At work I'd like to parse some web pages. Unfortunately I can't add any real page to my example because the urls at work are confident. I can only try to explain what is the problem.
To parse I wrote the following script in R. As a mock url I used www.imdb.com.:
library(rvest)
library(plyr)
# urls
url <- "http://www.imdb.com/"
# parse
html <- try(read_html(url))
# select
select_meta <- function(html) {
html %>%
html_nodes(xpath = "//div") %>%
html_attrs # function to select meta
}
meta <- select_meta(html)
Problem is this script doesn't return anything for the pages I use at work. I guess this is because the scripts are generated by javascript. I found this tutorial which explains how to scrape javascript generated pages in R.
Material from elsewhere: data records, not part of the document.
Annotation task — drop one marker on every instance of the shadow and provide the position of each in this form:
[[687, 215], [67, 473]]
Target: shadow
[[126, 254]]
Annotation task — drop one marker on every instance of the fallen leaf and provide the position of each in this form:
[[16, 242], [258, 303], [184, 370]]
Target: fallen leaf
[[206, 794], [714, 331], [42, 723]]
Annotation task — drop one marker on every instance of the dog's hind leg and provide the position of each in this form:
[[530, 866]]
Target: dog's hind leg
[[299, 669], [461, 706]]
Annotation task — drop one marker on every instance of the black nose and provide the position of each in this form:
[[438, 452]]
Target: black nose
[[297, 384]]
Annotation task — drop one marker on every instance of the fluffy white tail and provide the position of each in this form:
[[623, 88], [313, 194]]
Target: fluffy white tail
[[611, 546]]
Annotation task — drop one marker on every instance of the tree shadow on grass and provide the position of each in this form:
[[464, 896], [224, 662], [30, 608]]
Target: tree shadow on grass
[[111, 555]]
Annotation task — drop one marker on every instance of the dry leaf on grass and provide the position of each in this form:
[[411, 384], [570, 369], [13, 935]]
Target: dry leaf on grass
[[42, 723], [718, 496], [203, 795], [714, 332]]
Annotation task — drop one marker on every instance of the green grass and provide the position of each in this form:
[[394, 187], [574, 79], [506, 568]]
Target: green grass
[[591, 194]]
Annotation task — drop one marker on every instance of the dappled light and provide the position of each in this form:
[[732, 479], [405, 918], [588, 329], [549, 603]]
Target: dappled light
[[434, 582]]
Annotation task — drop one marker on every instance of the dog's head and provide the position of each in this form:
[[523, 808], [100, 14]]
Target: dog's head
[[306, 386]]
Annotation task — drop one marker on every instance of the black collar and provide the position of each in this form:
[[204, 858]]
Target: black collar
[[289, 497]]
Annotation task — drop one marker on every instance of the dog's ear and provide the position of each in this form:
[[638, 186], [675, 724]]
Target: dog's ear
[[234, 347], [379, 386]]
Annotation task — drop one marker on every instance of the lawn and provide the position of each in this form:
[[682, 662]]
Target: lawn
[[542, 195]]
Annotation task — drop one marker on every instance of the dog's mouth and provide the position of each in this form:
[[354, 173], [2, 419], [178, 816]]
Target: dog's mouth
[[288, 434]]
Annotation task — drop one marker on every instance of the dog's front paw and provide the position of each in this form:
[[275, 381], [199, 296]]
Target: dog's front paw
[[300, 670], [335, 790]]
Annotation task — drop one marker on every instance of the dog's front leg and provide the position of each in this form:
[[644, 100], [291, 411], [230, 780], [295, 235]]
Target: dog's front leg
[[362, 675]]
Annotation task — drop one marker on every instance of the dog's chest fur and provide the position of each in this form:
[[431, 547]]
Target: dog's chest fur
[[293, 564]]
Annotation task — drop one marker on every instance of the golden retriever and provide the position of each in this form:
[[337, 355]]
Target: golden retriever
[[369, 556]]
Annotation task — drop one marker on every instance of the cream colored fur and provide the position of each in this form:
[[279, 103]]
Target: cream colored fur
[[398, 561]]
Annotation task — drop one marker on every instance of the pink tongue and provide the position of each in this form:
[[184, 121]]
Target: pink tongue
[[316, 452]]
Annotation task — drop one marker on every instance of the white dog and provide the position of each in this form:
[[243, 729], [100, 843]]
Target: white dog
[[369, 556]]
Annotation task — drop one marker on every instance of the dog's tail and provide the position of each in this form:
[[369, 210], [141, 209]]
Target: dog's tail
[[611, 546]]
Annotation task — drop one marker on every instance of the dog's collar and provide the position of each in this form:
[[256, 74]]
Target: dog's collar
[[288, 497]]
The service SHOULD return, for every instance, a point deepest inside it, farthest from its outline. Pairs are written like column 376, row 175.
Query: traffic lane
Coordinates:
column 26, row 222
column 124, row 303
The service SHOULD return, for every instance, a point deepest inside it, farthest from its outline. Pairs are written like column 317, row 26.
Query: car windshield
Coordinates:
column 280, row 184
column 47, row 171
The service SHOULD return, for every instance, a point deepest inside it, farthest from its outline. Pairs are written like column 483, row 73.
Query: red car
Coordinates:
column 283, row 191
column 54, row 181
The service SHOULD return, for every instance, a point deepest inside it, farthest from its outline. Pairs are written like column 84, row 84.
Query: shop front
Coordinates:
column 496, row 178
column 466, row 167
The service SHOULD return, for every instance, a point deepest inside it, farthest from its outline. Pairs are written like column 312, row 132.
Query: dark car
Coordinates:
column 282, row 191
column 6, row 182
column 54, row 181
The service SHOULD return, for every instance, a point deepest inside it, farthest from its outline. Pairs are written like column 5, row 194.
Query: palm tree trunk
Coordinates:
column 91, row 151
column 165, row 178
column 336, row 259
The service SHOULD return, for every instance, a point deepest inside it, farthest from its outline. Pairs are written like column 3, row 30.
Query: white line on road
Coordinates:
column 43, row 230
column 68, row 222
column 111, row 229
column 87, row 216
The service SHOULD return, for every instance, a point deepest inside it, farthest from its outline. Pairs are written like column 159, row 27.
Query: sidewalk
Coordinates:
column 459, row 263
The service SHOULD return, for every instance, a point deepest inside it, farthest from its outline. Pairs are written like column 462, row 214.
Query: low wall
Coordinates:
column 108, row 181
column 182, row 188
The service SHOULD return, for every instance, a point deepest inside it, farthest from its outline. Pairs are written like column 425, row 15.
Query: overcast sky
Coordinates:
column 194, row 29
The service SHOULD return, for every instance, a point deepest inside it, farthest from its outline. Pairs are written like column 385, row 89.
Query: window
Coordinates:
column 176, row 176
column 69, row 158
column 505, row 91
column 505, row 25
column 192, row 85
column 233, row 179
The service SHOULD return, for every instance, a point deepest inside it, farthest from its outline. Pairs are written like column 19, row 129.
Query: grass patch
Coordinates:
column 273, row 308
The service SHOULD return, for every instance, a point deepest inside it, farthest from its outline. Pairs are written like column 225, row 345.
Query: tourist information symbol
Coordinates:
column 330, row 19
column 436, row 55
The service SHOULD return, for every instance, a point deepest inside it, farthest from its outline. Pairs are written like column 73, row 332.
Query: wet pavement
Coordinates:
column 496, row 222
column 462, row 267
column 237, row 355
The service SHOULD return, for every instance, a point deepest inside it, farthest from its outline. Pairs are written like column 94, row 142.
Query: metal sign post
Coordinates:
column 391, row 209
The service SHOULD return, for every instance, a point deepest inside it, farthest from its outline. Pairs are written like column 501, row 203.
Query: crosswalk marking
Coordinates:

The code used to generate the page in the tutorial is the following:
// scrape_techstars.js
var webPage = require('webpage');
var page = webPage.create();
var fs = require('fs');
var path = 'techstars.html'
page.open('http://www.techstars.com/companies/stats/', function (status) {
var content = page.content;
fs.write(path,content,'w')
phantom.exit();
});
I don't have any Javascript knowledge so I'm having trouble scaling page.open (which only works for 1 page) to multiple pages (at work I have to parse roughly 100 pages). So instead of relying on phantom js I'd rather have a solution which is completely R based (if this is totally inefficient and offensive to real coders, I apologise in advance). So the crux of my question is: "how can I generate several pages in R?".
This is a one-off thing so I'm not really thinking about reading up on Javascript or parsing. Thanks in advance for helping me out.